PageScan: A Deep Dive Into Securly’s URL Categorization Technology

Note: Lightspeed Systems’ VP of Marketing has distributed information about our URL categorization technology to 1000s of districts across US including to many of our customers without allowing us to investigate their claims. In our opinion, this breaks norms in the security industry for Responsible Disclosure, potentially breaks norms around advertising without reasonable substantiation, and also brings to question the very motive behind the approach and its relevance to actually helping student safety. Securly is choosing to keep this discussion focused on facts, technology and student safety. Please read our earlier response from Securly’s co-founder/CRO Bharath Madhusudan on this topic.

In this article, we provide a multi-step technical take on all the information being circulated. With facts and data, we proceed to distill truth from competitive marketing.
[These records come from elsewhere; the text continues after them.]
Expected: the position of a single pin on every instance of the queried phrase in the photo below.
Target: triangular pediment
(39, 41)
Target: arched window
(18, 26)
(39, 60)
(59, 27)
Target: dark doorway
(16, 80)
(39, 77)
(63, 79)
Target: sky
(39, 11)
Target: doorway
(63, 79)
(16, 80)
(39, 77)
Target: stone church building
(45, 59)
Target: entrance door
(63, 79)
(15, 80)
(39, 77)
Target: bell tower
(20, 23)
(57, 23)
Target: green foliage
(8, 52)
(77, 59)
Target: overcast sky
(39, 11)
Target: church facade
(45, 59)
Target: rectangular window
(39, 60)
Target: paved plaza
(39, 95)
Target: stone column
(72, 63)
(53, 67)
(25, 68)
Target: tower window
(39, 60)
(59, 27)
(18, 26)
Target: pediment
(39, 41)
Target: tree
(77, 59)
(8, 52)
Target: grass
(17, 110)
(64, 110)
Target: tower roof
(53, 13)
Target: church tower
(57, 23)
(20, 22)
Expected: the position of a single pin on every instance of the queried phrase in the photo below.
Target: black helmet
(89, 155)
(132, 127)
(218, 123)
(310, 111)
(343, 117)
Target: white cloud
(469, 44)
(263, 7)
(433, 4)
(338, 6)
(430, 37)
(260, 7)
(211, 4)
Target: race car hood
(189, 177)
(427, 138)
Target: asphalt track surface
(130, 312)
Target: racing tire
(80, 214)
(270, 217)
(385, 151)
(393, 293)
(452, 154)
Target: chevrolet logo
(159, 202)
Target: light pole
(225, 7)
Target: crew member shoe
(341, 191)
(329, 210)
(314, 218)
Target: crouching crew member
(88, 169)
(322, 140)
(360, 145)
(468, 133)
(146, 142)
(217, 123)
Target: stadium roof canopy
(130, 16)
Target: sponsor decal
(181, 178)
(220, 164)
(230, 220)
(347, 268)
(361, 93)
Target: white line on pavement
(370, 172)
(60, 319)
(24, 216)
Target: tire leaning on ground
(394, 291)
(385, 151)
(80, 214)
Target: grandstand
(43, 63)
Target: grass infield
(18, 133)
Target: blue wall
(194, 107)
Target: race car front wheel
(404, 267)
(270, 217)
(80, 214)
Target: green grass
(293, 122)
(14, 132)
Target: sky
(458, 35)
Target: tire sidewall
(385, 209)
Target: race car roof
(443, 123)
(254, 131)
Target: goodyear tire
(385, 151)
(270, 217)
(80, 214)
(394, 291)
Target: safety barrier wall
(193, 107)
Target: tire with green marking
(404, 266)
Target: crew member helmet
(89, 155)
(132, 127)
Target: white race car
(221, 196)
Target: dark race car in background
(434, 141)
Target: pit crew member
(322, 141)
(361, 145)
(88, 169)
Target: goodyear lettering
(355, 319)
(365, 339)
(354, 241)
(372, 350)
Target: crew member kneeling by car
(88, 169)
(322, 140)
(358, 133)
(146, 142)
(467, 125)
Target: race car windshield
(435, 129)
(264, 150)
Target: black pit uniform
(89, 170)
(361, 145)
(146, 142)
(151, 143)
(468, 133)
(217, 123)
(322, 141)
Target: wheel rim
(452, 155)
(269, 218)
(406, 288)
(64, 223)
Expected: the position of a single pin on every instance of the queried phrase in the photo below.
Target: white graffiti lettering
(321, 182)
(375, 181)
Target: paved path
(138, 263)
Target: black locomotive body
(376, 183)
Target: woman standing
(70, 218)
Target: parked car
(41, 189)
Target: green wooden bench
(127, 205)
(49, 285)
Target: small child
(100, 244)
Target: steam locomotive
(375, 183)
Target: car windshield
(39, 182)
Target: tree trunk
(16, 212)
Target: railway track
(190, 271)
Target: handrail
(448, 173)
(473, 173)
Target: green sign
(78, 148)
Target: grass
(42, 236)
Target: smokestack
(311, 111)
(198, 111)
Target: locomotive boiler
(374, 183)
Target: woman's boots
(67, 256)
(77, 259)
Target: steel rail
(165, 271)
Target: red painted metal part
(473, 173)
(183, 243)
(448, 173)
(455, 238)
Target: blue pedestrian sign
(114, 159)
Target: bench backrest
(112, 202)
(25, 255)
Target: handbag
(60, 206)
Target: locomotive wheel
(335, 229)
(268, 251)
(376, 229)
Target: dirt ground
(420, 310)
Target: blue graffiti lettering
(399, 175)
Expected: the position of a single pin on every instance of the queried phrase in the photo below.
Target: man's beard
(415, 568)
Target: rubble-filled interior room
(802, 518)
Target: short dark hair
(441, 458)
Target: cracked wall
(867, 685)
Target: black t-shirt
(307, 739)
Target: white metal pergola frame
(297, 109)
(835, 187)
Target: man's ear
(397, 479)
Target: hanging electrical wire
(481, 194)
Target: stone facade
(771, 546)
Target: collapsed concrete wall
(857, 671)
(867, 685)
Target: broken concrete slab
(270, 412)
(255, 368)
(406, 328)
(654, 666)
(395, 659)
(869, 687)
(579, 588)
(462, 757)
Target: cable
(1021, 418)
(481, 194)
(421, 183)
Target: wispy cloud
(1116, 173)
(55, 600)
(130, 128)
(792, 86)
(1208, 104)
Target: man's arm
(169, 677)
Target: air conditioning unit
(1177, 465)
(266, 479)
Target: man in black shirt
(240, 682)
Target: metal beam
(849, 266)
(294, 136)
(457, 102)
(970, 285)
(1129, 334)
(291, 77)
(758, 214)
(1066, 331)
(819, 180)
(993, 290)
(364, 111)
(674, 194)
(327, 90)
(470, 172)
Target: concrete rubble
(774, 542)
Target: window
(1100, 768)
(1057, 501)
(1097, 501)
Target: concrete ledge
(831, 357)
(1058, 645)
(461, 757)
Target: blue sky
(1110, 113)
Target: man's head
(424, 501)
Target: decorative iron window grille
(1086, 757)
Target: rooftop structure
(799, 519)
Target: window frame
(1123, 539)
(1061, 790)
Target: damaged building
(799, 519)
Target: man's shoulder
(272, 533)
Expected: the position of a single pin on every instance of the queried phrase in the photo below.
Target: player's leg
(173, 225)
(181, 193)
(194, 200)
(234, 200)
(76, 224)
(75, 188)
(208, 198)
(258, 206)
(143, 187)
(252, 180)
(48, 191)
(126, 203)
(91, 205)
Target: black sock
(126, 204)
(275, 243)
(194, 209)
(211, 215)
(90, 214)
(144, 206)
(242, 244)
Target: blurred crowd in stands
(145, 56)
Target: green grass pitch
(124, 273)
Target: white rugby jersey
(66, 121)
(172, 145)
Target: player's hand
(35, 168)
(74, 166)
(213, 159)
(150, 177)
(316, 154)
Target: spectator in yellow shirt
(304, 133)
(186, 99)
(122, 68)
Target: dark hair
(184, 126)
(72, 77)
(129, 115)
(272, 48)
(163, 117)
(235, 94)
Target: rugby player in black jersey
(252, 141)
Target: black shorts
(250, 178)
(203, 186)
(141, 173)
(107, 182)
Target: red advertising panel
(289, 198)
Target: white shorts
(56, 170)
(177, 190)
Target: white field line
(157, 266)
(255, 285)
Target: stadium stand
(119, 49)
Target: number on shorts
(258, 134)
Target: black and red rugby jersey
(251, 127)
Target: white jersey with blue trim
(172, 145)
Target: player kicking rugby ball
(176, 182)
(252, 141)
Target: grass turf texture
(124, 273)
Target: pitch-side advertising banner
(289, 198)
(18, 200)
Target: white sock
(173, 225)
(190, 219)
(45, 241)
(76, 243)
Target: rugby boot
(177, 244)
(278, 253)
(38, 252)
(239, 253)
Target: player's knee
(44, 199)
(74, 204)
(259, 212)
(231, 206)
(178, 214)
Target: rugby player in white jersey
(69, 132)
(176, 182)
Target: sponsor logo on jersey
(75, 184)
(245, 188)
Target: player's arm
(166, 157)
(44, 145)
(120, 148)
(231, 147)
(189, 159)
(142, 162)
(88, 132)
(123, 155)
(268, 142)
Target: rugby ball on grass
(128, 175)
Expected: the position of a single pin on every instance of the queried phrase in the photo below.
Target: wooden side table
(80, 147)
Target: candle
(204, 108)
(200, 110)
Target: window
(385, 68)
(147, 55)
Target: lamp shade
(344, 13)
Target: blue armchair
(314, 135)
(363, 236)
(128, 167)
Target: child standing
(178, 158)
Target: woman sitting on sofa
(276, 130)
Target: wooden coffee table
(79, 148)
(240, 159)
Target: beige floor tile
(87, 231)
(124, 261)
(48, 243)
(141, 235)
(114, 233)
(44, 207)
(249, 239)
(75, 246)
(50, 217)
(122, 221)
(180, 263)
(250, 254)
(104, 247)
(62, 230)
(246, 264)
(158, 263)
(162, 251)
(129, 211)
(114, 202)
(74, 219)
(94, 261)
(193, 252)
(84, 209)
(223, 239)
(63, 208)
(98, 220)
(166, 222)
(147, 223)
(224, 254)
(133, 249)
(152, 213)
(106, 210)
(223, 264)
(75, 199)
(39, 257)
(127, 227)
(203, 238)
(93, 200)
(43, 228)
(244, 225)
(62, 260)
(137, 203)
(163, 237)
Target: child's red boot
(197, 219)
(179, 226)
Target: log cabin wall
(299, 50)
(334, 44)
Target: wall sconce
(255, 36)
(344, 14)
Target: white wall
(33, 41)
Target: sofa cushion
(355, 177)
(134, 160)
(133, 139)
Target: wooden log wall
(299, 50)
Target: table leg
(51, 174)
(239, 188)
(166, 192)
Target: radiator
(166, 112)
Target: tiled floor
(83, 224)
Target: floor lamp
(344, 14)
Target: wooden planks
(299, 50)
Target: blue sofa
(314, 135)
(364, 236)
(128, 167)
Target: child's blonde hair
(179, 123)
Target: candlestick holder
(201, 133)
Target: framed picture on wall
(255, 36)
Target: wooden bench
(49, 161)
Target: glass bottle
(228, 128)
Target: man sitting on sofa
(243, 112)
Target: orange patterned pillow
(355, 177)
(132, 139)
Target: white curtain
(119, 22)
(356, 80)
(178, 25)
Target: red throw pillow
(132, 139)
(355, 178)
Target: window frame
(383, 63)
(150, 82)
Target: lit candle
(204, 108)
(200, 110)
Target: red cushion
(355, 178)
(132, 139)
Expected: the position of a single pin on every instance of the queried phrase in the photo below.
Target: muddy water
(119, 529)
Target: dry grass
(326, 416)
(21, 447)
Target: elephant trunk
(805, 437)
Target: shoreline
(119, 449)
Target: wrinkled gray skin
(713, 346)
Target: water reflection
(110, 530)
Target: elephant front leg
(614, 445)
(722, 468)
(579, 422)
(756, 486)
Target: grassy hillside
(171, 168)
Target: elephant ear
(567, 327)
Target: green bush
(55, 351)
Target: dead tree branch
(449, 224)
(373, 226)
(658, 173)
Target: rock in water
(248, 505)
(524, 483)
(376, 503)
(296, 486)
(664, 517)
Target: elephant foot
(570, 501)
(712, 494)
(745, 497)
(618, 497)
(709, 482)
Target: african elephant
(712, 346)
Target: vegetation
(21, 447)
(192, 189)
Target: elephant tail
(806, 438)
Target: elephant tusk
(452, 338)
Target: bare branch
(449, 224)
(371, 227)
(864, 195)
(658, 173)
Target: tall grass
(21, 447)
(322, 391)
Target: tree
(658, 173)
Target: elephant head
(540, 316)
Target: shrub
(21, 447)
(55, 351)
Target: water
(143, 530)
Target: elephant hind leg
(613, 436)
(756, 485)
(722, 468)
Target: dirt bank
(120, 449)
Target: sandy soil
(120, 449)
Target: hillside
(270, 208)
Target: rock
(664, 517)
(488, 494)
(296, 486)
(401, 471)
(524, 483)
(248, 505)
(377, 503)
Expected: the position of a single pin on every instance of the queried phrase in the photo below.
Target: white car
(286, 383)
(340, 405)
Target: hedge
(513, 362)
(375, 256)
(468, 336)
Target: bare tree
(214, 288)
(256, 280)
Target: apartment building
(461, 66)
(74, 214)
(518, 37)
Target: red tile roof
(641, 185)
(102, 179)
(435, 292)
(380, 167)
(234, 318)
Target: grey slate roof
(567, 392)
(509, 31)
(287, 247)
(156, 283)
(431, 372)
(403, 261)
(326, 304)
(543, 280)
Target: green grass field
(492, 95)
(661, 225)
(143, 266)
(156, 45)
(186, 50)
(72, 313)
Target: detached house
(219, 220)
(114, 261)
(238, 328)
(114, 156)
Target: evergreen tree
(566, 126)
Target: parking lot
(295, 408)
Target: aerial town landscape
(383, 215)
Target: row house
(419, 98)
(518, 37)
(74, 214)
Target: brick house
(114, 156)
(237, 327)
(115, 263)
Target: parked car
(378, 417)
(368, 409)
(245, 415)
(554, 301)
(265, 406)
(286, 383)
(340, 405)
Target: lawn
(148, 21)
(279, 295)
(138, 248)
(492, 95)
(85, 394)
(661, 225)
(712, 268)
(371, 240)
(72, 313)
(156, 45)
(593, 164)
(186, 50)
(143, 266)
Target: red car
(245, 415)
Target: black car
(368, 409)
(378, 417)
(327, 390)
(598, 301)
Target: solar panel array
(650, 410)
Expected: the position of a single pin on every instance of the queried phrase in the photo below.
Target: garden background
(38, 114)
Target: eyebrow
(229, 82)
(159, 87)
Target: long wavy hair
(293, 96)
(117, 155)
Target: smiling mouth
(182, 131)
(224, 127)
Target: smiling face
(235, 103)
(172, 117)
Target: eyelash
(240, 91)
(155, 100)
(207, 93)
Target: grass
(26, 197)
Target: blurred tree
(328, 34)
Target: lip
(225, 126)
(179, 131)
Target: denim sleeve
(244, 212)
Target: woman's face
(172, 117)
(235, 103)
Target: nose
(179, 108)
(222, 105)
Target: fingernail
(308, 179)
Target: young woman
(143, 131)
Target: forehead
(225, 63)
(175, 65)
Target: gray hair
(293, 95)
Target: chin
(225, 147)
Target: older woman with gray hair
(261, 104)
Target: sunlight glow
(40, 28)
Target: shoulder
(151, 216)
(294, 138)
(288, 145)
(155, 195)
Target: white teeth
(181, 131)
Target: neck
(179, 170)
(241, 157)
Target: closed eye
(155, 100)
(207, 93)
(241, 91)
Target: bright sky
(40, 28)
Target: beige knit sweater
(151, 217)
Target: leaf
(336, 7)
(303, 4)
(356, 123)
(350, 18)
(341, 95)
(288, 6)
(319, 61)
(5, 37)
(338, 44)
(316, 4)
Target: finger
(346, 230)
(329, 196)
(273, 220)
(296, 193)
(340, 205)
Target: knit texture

The article is split into the following sections:

  • How does Securly’s URL categorization work?
  • Video: Our PageScan technology in action.
  • Securly’s take on why the information being circulated lacks scientific rigor, and reasonableness in advertising competitive claims.
  • Why did Lightspeed’s tests with PageScan fail?
  • How would Securly have fared if Lightspeed had used the PageScan cluster?
  • Examining the effectiveness of Securly’s PageScan technology against Alexa’s Adult Category of sites using a scientific experimentation framework.

How does Securly’s URL categorization work?

Securly uses a Machine Learning (AI) approach to building its URL categorization database. When Securly was founded 5 years ago, we started with a proprietary database we built via crawling of millions of websites, and we have continuously added (and deprecated) thousands of sites weekly to this database.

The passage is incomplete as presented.